Dominik Wodarz, Fred Hutchinson Cancer Research Center
Title: Viruses, CTL, and Cancer
My talk is concerned with mathematical models describing the dynamics of CTL responses to viral infections. In particular I explore the conditions under which CTL resposnes can contribute to resolution of infection, and when CTL can contribute to pathology. I discuss theoretical results in the context of data from LCMV infection and explore implications for HIV. In addition, I explore how knowledge of these dynamics allows us to understand how replicating viruses with a specificity for tumor cells can be used in cancer therapy.

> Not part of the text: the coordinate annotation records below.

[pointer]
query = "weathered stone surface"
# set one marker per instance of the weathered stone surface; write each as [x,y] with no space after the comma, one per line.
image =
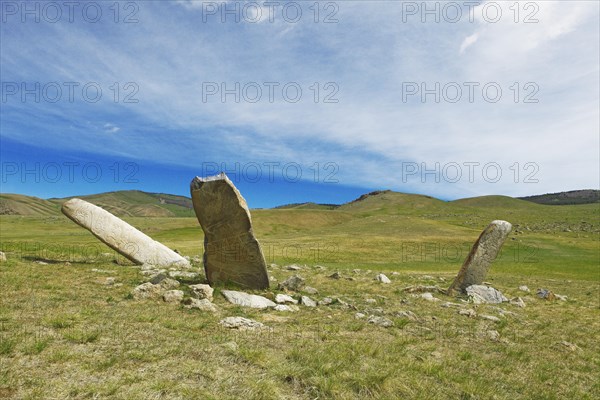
[240,323]
[164,282]
[480,294]
[199,304]
[308,302]
[231,251]
[201,291]
[120,236]
[247,300]
[481,256]
[284,298]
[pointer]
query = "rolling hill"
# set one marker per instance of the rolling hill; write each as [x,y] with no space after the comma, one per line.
[561,198]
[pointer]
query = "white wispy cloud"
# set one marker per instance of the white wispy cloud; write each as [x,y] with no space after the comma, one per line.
[369,55]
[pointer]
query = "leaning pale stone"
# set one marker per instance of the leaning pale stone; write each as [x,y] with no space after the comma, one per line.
[481,256]
[232,253]
[120,236]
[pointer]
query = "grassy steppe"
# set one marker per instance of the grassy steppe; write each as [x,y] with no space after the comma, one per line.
[64,333]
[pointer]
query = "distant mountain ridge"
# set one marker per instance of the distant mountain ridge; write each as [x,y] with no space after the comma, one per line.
[135,203]
[585,196]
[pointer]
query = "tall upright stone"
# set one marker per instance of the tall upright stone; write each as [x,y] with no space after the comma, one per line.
[231,251]
[120,236]
[481,256]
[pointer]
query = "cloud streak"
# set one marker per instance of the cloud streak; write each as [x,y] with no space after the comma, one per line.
[371,132]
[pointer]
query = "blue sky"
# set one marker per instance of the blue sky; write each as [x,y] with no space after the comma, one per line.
[380,106]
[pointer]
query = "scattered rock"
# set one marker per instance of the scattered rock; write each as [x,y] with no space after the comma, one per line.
[164,282]
[200,304]
[449,304]
[294,283]
[480,294]
[489,317]
[481,256]
[469,313]
[428,296]
[201,291]
[569,345]
[101,271]
[284,298]
[380,321]
[335,275]
[545,294]
[326,301]
[146,291]
[375,311]
[406,314]
[231,251]
[287,308]
[517,301]
[310,290]
[247,300]
[307,301]
[421,289]
[183,274]
[173,296]
[241,323]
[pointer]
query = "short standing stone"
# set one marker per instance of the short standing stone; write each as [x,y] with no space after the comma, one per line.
[481,256]
[231,251]
[201,291]
[247,300]
[119,235]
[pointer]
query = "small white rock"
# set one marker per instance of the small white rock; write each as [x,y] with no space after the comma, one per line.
[173,296]
[308,302]
[240,323]
[284,298]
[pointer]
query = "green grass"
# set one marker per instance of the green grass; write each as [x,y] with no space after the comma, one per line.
[65,334]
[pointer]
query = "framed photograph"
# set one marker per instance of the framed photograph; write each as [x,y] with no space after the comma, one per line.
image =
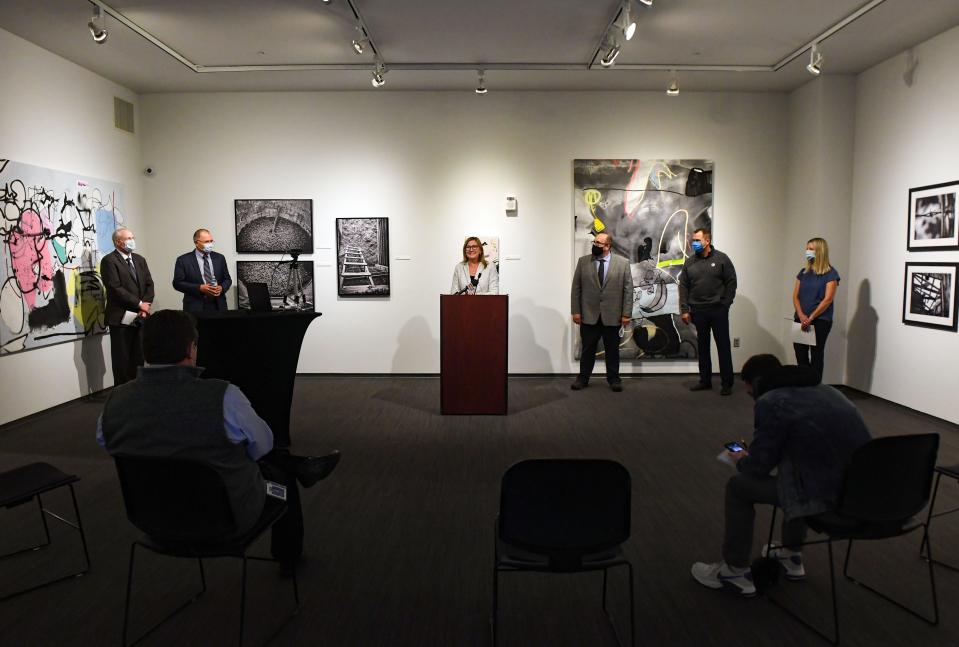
[929,295]
[932,217]
[363,257]
[289,283]
[273,226]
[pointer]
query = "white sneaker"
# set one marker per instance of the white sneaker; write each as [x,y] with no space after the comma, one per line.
[718,575]
[790,560]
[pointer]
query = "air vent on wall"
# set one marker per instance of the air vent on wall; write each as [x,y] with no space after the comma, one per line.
[123,114]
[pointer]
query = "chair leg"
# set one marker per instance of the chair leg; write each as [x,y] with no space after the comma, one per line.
[932,582]
[126,603]
[604,589]
[242,602]
[83,535]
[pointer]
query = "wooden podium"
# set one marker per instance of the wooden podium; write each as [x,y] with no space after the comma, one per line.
[473,354]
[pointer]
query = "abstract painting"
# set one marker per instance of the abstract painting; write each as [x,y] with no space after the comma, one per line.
[56,227]
[650,208]
[273,226]
[932,217]
[289,283]
[929,295]
[363,257]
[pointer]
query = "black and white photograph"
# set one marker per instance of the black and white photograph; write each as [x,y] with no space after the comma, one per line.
[289,283]
[929,295]
[273,226]
[363,257]
[932,217]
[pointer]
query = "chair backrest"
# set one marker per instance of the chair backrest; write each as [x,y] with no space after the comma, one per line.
[565,506]
[889,479]
[175,500]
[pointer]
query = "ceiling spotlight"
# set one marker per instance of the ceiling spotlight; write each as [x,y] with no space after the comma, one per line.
[379,75]
[97,26]
[360,41]
[610,56]
[815,61]
[629,25]
[481,87]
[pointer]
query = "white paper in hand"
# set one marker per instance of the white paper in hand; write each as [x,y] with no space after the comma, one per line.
[800,336]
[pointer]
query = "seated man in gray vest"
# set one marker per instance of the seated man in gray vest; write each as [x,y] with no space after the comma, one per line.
[168,411]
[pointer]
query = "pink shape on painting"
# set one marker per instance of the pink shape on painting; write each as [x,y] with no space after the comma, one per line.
[30,257]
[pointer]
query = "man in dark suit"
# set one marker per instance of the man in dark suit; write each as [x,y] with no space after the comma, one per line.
[129,286]
[202,275]
[602,302]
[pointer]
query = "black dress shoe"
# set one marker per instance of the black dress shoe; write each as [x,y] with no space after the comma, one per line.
[316,468]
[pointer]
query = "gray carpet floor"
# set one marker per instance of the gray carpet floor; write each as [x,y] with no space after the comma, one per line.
[399,539]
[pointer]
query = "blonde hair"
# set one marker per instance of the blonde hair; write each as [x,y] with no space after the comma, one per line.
[482,258]
[819,265]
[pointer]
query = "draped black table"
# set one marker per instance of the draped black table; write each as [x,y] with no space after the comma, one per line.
[258,352]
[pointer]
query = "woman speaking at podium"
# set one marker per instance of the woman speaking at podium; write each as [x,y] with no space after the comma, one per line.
[474,274]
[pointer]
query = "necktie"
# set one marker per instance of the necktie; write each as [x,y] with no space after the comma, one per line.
[132,269]
[207,271]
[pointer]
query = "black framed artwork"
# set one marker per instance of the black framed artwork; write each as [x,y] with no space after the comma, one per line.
[273,226]
[932,217]
[929,295]
[363,257]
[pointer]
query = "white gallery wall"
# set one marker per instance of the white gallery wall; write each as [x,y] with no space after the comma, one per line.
[58,115]
[819,199]
[906,137]
[439,165]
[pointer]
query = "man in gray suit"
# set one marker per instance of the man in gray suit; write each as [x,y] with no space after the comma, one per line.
[602,302]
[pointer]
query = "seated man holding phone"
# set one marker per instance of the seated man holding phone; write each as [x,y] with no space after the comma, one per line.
[168,411]
[807,432]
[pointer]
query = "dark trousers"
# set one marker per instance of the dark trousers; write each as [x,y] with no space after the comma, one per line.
[716,321]
[126,353]
[813,355]
[743,491]
[286,542]
[590,334]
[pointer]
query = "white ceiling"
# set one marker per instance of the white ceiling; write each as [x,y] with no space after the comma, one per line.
[491,34]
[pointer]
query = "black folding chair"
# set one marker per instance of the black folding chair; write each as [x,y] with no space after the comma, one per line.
[563,516]
[951,471]
[23,484]
[183,508]
[885,486]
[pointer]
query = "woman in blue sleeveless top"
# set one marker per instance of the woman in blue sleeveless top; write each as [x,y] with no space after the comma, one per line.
[813,294]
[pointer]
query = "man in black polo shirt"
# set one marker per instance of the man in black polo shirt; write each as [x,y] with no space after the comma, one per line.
[707,288]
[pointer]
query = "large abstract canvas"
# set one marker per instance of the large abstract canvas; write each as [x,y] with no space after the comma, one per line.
[651,208]
[363,257]
[56,227]
[273,226]
[289,283]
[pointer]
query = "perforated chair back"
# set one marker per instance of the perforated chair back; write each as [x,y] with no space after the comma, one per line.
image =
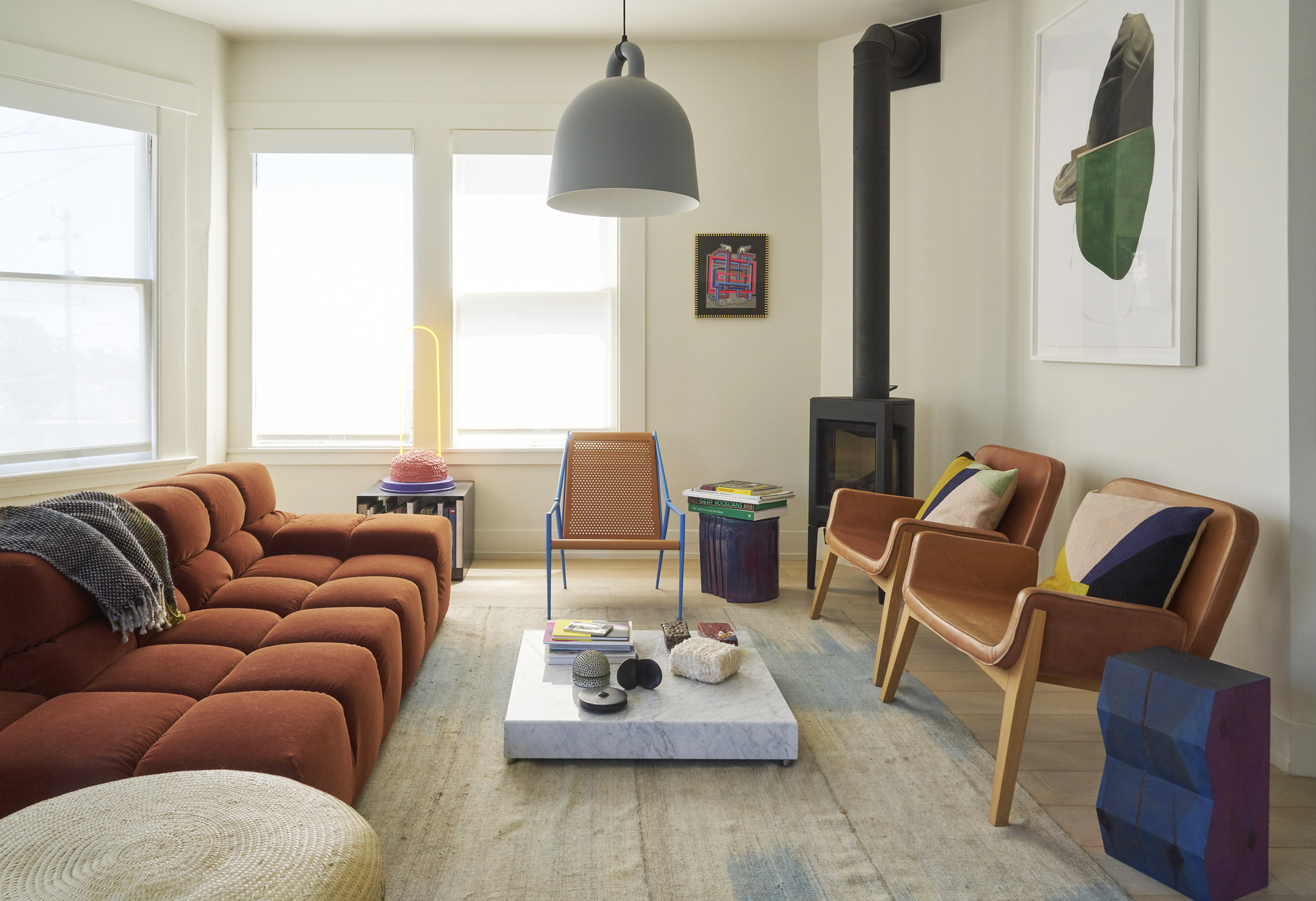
[611,486]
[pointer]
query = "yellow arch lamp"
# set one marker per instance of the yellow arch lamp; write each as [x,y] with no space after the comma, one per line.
[419,471]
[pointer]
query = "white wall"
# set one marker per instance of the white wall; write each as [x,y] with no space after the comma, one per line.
[145,40]
[961,225]
[1302,379]
[728,399]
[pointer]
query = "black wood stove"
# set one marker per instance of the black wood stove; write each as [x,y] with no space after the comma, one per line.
[866,441]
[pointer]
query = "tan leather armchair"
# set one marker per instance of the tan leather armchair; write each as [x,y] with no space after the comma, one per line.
[874,532]
[980,597]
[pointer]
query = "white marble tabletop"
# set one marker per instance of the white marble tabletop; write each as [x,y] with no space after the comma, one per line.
[743,718]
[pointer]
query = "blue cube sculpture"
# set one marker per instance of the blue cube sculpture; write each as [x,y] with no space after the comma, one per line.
[1186,788]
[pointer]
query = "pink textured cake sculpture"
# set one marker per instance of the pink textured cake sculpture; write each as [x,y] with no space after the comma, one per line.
[417,471]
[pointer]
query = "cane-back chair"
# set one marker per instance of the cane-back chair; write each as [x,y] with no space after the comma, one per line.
[980,597]
[612,496]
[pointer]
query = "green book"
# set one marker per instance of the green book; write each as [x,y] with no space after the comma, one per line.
[735,505]
[737,515]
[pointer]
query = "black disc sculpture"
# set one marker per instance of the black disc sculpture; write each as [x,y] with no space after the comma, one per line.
[646,674]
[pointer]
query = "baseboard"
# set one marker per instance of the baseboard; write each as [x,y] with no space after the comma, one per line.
[1293,746]
[603,555]
[1302,750]
[1281,732]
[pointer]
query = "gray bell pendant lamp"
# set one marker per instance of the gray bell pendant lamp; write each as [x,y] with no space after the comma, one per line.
[624,146]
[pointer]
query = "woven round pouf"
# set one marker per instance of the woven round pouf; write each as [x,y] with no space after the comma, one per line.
[203,834]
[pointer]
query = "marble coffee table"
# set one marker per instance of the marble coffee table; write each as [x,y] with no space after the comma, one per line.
[743,718]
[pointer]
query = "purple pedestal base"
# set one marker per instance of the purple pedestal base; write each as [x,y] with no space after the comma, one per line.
[1186,788]
[417,487]
[739,559]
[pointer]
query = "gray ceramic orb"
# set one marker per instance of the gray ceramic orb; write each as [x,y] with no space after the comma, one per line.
[591,670]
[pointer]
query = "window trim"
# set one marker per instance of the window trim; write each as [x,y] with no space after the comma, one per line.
[177,386]
[149,320]
[24,85]
[432,125]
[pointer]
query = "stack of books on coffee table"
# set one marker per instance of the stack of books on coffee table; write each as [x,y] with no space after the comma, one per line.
[739,500]
[565,638]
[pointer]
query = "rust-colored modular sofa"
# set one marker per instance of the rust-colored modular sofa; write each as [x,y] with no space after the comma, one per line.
[302,634]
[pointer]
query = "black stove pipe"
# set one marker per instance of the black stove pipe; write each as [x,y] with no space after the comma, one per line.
[878,53]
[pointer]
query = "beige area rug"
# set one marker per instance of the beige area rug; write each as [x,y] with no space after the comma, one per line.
[886,802]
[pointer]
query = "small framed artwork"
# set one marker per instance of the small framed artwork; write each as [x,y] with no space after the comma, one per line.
[731,275]
[1115,185]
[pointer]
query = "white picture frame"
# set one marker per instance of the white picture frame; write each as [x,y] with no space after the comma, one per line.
[1081,314]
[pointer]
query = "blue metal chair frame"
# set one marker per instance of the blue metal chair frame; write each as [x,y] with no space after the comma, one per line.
[669,508]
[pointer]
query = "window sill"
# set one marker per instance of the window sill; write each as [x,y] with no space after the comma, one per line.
[22,484]
[381,457]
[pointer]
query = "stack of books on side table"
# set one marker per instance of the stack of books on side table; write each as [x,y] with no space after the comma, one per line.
[739,500]
[565,638]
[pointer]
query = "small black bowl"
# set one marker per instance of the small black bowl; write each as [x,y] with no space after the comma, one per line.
[632,673]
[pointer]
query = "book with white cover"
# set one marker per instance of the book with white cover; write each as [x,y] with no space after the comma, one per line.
[741,499]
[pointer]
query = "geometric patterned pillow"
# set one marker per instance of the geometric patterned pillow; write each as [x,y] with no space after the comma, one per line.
[970,495]
[1127,549]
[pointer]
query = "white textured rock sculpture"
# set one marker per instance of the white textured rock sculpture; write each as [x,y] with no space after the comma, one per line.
[704,659]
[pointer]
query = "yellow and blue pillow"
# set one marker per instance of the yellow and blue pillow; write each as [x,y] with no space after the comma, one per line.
[1127,549]
[970,494]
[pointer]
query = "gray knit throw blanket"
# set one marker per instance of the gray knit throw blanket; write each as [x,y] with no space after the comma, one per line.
[106,545]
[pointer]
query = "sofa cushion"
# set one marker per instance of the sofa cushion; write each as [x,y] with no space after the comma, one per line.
[299,736]
[37,603]
[181,516]
[373,629]
[191,670]
[202,576]
[67,662]
[401,596]
[327,534]
[346,673]
[222,497]
[430,537]
[416,570]
[252,480]
[82,739]
[296,566]
[237,628]
[265,528]
[241,550]
[280,596]
[15,705]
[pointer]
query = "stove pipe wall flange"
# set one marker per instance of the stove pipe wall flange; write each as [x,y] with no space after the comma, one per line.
[885,59]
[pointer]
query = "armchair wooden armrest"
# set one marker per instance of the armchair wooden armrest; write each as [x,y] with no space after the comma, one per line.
[980,599]
[1082,632]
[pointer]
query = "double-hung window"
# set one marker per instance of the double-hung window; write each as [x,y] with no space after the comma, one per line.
[331,287]
[535,301]
[77,275]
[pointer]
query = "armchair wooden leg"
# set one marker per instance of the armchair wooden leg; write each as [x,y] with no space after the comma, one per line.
[904,641]
[891,621]
[820,595]
[1022,679]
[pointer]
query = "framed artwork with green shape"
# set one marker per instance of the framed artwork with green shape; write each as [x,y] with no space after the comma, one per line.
[1115,175]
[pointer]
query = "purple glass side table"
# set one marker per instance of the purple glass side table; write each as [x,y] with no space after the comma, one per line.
[739,559]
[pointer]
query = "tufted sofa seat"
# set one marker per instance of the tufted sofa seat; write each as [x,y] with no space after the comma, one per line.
[302,636]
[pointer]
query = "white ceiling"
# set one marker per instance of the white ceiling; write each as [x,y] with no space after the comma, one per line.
[646,20]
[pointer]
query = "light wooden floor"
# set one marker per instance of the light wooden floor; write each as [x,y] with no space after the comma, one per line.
[1062,755]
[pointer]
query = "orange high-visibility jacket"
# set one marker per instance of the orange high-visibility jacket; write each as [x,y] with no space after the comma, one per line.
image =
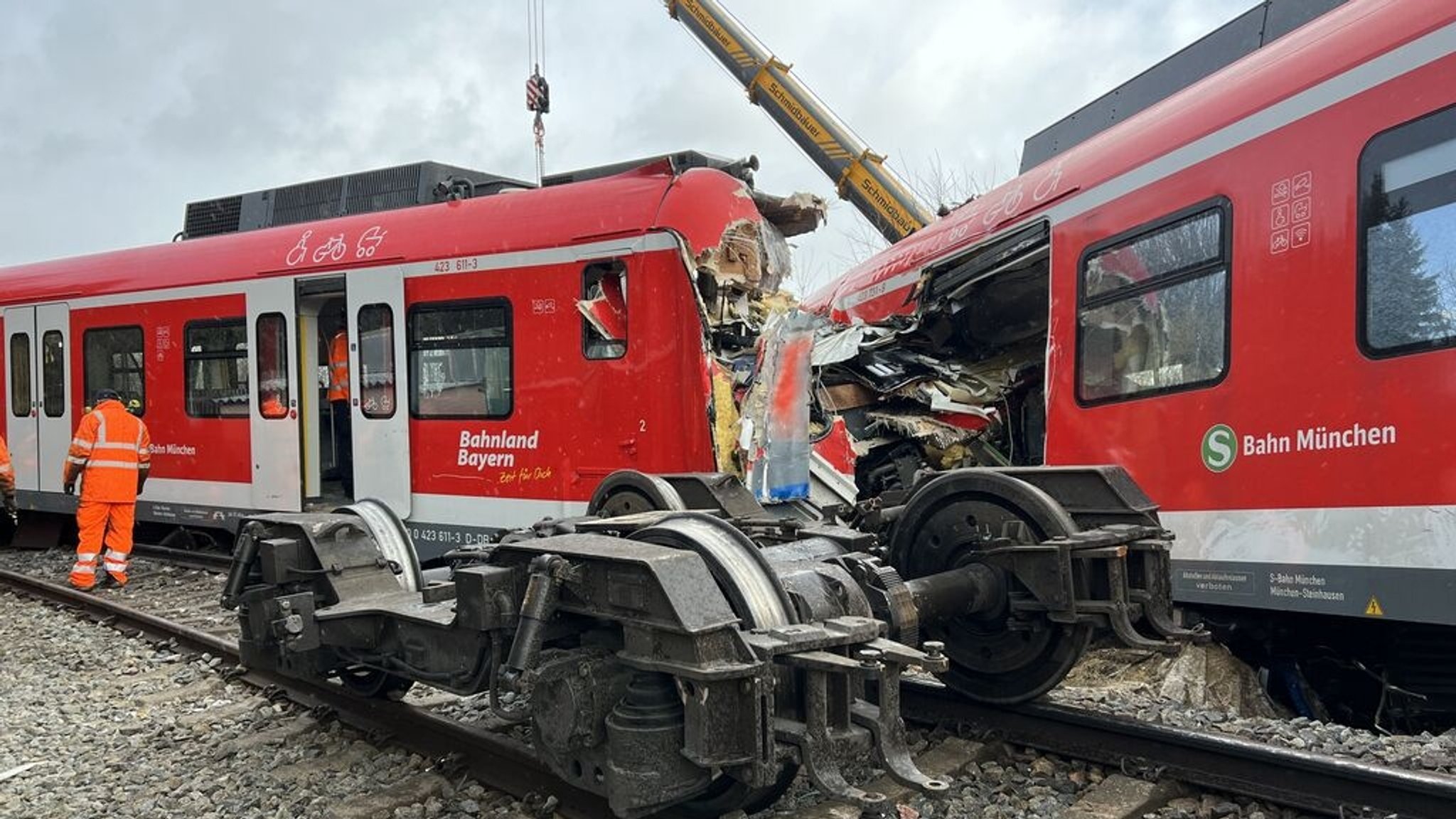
[6,471]
[340,368]
[111,452]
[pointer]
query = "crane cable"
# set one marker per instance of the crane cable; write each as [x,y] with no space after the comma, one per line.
[537,94]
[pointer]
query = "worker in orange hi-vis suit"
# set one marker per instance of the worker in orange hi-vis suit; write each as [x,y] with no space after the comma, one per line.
[111,454]
[340,405]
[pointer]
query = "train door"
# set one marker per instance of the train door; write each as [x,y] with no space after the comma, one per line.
[54,427]
[380,430]
[273,369]
[22,424]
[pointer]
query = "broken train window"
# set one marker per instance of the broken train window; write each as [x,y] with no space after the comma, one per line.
[1154,308]
[603,309]
[461,359]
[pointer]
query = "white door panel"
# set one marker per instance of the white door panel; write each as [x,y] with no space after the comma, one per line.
[273,372]
[379,405]
[57,385]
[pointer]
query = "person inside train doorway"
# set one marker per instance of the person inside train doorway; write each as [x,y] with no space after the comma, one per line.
[8,490]
[111,455]
[340,404]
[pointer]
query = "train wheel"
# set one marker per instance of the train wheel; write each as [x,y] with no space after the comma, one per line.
[953,522]
[375,684]
[756,596]
[628,491]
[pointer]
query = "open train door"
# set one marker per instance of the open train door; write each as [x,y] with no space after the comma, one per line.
[22,432]
[380,436]
[273,370]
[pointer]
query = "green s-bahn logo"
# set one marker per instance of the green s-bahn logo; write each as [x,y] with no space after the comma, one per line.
[1219,448]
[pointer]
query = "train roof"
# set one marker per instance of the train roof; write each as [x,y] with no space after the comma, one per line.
[1350,36]
[628,205]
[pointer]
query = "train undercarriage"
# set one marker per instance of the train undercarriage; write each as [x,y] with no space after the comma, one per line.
[686,651]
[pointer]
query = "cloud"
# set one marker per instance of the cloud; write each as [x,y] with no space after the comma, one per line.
[118,114]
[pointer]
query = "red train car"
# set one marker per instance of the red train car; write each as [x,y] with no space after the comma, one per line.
[1247,296]
[475,372]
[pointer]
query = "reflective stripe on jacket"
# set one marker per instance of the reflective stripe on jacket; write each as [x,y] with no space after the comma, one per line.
[111,448]
[340,368]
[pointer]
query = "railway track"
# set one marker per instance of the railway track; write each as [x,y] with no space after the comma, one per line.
[497,761]
[1296,778]
[1302,780]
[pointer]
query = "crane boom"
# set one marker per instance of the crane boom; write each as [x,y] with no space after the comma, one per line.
[858,173]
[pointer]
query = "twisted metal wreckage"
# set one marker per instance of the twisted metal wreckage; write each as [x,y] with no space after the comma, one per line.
[685,646]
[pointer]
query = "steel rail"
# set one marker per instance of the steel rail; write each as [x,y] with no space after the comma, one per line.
[1297,778]
[497,761]
[207,562]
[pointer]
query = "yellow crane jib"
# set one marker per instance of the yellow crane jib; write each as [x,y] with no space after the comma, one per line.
[860,176]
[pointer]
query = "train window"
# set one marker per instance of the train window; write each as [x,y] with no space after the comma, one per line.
[216,363]
[461,360]
[21,375]
[603,311]
[376,327]
[1154,312]
[53,373]
[1407,238]
[112,358]
[273,366]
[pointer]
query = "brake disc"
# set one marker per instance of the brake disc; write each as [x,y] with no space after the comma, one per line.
[951,522]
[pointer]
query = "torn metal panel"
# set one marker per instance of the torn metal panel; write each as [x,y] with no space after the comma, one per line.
[776,412]
[739,261]
[725,420]
[793,215]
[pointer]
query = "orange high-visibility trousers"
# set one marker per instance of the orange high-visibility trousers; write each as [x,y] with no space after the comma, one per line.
[100,523]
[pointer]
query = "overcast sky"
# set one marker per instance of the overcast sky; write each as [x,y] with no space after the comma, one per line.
[114,115]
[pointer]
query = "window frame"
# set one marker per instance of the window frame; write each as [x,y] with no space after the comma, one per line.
[358,326]
[87,391]
[1361,269]
[257,398]
[1158,283]
[46,402]
[586,327]
[29,376]
[447,306]
[188,358]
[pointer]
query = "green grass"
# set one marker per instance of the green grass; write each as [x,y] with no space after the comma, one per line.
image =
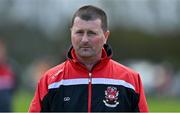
[21,101]
[163,104]
[23,98]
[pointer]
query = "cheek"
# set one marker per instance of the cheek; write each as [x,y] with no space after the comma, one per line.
[74,41]
[98,42]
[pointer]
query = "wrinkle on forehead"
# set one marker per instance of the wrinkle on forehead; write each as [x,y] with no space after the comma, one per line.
[90,24]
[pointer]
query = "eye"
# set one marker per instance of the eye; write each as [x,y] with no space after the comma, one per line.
[79,32]
[90,33]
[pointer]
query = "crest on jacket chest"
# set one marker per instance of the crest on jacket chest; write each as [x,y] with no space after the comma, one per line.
[111,97]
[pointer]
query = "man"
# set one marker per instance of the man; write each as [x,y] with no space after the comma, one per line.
[89,80]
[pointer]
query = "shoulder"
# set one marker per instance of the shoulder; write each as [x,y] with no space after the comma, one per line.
[120,67]
[53,74]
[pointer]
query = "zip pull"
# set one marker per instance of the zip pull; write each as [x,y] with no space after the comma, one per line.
[89,92]
[90,77]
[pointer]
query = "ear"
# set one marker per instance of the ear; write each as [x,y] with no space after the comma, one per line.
[106,35]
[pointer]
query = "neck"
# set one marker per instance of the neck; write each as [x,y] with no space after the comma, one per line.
[89,62]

Ping Ye, University of Michigan
Title: Evaluation of Human Thymic Function during Health and HIV-1 Infection
The human thymus exports newly-generated T cells to the periphery. T cell receptor excision circles (TREC) have been recently used to assess the number of these recent thymic emigrants (RTE) during both health and disease. Developing and exploring a mathematical model of human thymopoiesis and TREC dynamics, we predict that TREC could represent both CD4 and CD8 RTE in healthy people, while it captures only CD4 RTE accurately in HIV-1 infected patients. Also, thymic infection with HIV-1 has been associated with faster disease progression in a subgroup of pediatric patients. Building on our model, we include dynamic interactions between different HIV-1 strains (R5 and X4) and thymocytes. Our results predict that thymic infection with different HIV-1 strains induces thymic dysfunction to varying degrees likely contributing to differences in disease progression. Further, simulating HAART using this model suggests that suppressing viral load in peripheral blood and improving inherent thymic function are both necessary for reconstitution of RTE levels in pediatric infection with R5 strains. However, high drug efficacy within the thymus is also required during X4 infection. We further predict that protease inhibitors have high thymic efficacy while reverse transcriptase inhibitors have low efficacy.